Whatever elements may be necessary to the equitable estoppel claimed, it is at least essential, first, that the failure of the plaintiff to bring suit during the time covered by the negotiations was due to her belief in the intention of the defendant to pay her claim without suit, and that this belief was induced by acts and conduct of the defendant calculated to produce the same as their natural and reasonable effect; second, that the negotiations were not broken off until the year was so nearly expired that the plaintiff was thereby practically prevented from bringing suit within the year.
The complaint does not allege either of these essential elements. Negotiations for settlement of a claim imply a contest, as well as a desire to avoid a contest. It is not the natural and reasonable effect of carrying on such negotiations to induce a belief that the claim, or such part thereof as the claimant insists upon, will in any event be voluntarily paid, although for reasons of policy a suit may not be commenced during their pendency.

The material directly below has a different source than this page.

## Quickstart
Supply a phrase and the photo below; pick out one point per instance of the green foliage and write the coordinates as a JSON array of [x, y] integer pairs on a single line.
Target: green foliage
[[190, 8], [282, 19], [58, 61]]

There is no allegation that the negotiations were not carried on in good faith, or that they were encouraged with a view to deceive the plaintiff, or that the defendant made any promises in words, or equivalent acts, that should in equity estop it from now insisting upon the performance of the plaintiff's promise to bring suit within the year.
As to the second element, there is no allegation that the negotiations were so prolonged that the plaintiff was thereby prevented, or practically prevented, from bringing suit within the year. The allegation is that the negotiations were broken off "a short time before March 6th, 1901." Consistently with the facts appearing in the record, this short time may have been a few days and may have been a few weeks. However long or short this time may have been, it appears affirmatively that the plaintiff had sufficient time to, and did, commence an action after the negotiations were broken off and before the year expired, and that this present action was brought after the right to maintain it had ceased, not because the plaintiff had been prevented from bringing it within the time, but because the action she did commence failed through her own inadvertence or mistake. Such failure furnishes no ground for bringing this action. Chichester v. New Hampshire Fire Ins. Co., 74 Conn. 510. The complaint is demurrable.
It is claimed that the actual defects are not specifically pointed out by the demurrer. The reasons given for the insufficiency of the facts, alleged as an excuse for the nonperformance of the plaintiff's contract to bring suit within a year, are, because it appears that the negotiations referred to in paragraph nine were terminated before the expiration of the year; that after the termination of the negotiations the plaintiff had ample time to bring the suit; that the plaintiff was not misled to her prejudice by the acts of the defendant or the negotiations referred to in the complaint, nor in any manner prevented by the defendant from bringing a suit within the year; that the failure of the former action, referred to in paragraph eight of the complaint, was not through neglect or fault or any wrongful act of the defendant, but the same failed solely because the complaint therein was insufficient.
We think these reasons fairly indicate the substantial defects in the complaint, and direct the attention of the plaintiff to the principles of law which render it insufficient.